天下分け目の「関ケ原合戦」関連本が並ぶ特設コーナー=小松島市日開野町の平惣小松島店

 天下分け目の戦い「関ケ原合戦」(1600年)を描いた大作映画「関ヶ原」(原田眞人監督)の公開をきっかけに、徳島県内の書店などでは原作となった司馬遼太郎の同名小説(上中下巻・新潮文庫)を中心に関連本が人気を集めている。東西両軍を率いた徳川家康、石田三成をはじめ、戦国の終焉(しゅうえん)期に生き残りを懸けた武将たちの人間ドラマに、幅広い世代が関心を寄せているようだ。

 映画はシネマサンシャイン北島、イオンシネマ徳島で公開中。全国では公開2日間で約31万人を動員し、配給の東宝は30億円以上を最終目標に置く。

 県内8店舗を展開する平惣(本店阿南市)によると、司馬遼太郎の原作「関ヶ原」は映画公開の2週間ほど前から、通常の10倍のペースで売り上げが伸びたという。

 平惣小松島店(小松島市日開野町)は、相次ぎ出版される関連本を特設コーナーで紹介。「関ヶ原の戦い 東西名将読本」(宝島社)や「よくわかる関ヶ原」(英和出版)などが並ぶ。葉室麟、冲方丁ら人気作家によるオムニバス形式「決戦!関ヶ原」(講談社)が特に人気という。
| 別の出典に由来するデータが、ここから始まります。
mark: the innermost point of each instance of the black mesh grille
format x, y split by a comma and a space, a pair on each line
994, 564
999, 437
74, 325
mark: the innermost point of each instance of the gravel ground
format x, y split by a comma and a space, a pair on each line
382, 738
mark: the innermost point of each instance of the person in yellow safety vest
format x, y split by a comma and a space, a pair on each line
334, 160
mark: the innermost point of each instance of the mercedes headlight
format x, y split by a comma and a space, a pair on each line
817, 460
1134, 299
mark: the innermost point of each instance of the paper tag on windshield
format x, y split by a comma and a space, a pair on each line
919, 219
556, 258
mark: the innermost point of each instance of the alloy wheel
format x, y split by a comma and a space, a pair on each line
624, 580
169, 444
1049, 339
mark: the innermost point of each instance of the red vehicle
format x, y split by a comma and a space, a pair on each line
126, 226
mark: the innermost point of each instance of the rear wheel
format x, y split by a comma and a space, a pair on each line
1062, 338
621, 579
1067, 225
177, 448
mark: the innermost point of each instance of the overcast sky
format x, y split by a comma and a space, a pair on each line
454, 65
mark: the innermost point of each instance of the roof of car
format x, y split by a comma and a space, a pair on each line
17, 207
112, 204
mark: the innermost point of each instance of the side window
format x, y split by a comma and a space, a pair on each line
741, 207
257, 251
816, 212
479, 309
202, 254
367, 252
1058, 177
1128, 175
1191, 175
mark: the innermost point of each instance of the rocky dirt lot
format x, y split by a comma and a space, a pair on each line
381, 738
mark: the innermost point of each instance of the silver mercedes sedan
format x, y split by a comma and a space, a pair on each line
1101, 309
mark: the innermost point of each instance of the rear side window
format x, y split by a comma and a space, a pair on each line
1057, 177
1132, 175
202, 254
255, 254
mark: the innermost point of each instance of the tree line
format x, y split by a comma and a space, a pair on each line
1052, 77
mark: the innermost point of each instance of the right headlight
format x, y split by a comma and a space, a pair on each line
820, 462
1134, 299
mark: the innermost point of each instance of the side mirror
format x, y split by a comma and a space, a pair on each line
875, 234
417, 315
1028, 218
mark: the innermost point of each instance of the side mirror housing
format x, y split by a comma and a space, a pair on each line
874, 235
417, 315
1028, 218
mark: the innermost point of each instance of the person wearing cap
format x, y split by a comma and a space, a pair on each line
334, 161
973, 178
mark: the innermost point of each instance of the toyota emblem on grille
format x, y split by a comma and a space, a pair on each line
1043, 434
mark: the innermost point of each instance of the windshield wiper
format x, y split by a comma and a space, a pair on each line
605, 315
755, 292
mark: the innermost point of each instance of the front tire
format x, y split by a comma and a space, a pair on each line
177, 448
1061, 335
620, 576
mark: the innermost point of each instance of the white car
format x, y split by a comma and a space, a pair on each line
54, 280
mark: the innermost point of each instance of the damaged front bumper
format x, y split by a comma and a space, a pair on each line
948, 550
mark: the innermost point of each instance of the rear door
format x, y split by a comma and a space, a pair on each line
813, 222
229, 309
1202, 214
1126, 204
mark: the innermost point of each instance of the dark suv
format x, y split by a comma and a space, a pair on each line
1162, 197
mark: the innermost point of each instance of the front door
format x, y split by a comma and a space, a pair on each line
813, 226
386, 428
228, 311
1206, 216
 県内でレンタルDVD、書籍販売のTSUTAYAチェーンを統括するアビック(北島町)でも、各店舗で司馬本などの売り上げが伸びている。

 こうした歴史本ブームは、それまで注目度の低かった「応仁の乱」を取り上げてベストセラーとなった呉座勇一著「応仁の乱 戦国時代を生んだ大乱」(中公新書)でも起きており、関係者は二匹目のどじょう狙いのそろばんをはじく。

 映画では全く描写されていないが、関ケ原の戦いは近世徳島の歴史にも大きく関わっている。

 当時阿波国の領主だった蜂須賀家政は、東西両軍から誘いをかけられて思い悩んだ末、領地を豊臣家に返上。自らは高野山に隠居し、15歳の長男至鎮(よししげ)をわずか18騎で東軍に参陣させた。戦後、その功が家康に認められ、改めて阿波国を与えられている。このため蜂須賀家では家政を「藩祖」、至鎮を「初代藩主」と呼び習わしてきた。

 戦国武将に詳しい四国大文学部の須藤茂樹教授(日本中近世史)は「蜂須賀家も存亡を懸け、関ケ原の戦いを巡る外交交渉などに奔走していた。蜂須賀家が時代の節目にどのように動いたかに思いをはせるのも、面白いのでは」と話している。